Tony Dodemaide OAM

Personal information
- Full name: Anthony Ian Christopher Dodemaide
- Born: 5 October 1963 (age 62) Williamstown, Victoria, Australia
- Nickname: Dodders
- Batting: Right-handed
- Bowling: Right arm fast-medium

International information
- National side: Australia;
- Test debut (cap 343): 26 December 1987 v New Zealand
- Last Test: 13 September 1992 v Sri Lanka
- ODI debut (cap 101): 2 January 1988 v Sri Lanka
- Last ODI: 28 March 1993 v New Zealand

Domestic team information
- 1983/84–1997/98: Victoria
- 1989–1991: Sussex

Career statistics
| Competition | Test | ODI | FC | LA |
| Matches | 10 | 24 | 184 | 131 |
| Runs scored | 202 | 124 | 5,966 | 1,537 |
| Batting average | 22.44 | 13.77 | 28.68 | 22.94 |
| 100s/50s | 0/1 | 0/0 | 5/27 | 0/0 |
| Top score | 50 | 30 | 123 | 40* |
| Balls bowled | 2,184 | 1,327 | 36,841 | 6,774 |
| Wickets | 34 | 36 | 534 | 161 |
| Bowling average | 28.02 | 20.91 | 32.01 | 26.33 |
| 5 wickets in innings | 1 | 1 | 17 | 2 |
| 10 wickets in match | 0 | 0 | 0 | 0 |
| Best bowling | 6/58 | 5/21 | 6/58 | 6/9 |
| Catches/stumpings | 6/– | 7/– | 89/– | 27/– |
- Source: Cricinfo, 2 October 2009

= Tony Dodemaide =

Australian cricketer

Anthony Ian Christopher Dodemaide (born 5 October 1963) is an Australian cricket administrator and former cricketer. After a three-year stint as Chief Executive of the Western Australian Cricket Association in Perth, he became the current chief executive of Cricket Victoria. He is currently a selector for the Australian men's national team.

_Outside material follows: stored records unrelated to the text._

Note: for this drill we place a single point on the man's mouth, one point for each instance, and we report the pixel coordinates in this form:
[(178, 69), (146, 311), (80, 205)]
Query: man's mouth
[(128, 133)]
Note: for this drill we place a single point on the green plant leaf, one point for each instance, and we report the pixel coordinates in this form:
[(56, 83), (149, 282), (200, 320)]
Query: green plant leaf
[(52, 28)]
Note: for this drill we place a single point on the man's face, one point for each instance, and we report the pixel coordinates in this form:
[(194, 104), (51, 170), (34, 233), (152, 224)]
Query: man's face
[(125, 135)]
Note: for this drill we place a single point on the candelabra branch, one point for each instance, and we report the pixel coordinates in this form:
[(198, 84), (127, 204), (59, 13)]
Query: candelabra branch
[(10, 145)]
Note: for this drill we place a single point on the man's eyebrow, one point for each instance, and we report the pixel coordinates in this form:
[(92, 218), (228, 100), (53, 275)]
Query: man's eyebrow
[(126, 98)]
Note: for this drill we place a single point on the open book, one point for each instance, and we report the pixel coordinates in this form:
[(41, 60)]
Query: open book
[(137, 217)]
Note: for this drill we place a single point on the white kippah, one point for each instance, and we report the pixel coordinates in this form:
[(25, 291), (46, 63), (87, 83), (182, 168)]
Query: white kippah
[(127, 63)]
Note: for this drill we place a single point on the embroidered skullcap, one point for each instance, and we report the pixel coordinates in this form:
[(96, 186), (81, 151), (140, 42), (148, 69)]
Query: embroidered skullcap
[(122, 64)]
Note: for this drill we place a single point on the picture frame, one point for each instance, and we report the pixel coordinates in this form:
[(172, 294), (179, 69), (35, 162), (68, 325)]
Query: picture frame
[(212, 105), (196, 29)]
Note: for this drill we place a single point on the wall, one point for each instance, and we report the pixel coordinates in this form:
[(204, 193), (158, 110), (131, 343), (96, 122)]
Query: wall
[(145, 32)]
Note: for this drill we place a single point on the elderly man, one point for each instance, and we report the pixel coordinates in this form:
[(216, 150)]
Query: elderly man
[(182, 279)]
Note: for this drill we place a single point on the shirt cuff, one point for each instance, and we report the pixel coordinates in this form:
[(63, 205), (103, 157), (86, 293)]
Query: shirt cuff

He took 534 first-class wickets for Victoria and Sussex. He also took a five-wicket haul on both his Test and One Day International (ODI) debuts.

==International career==
Dodemaide began his career as a fast-bowling all-rounder and competed in 10 Tests and 24 One Day Internationals for Australia. Despite healthy batting and bowling averages for an all-rounder at test level (23 and 28 respectively), Dodemaide only made ten Test appearances. On his debut, he took six wickets in the second innings against New Zealand in Melbourne in 1987.

On his debut ODI against Sri Lanka, he took 5 wickets.

==After retirement==
He joined the WACA in May 2004 after five years as the Head of Cricket for the Marylebone Cricket Club. Prior to the MCC position, he was Manager of Corporate Marketing at the Melbourne Cricket Club. In October 2021, he joined the Cricket Australia panel of selectors.

In the 2022 Australia Day Honours, he was awarded the Medal of the Order of Australia for "service to sports administration, and to cricket".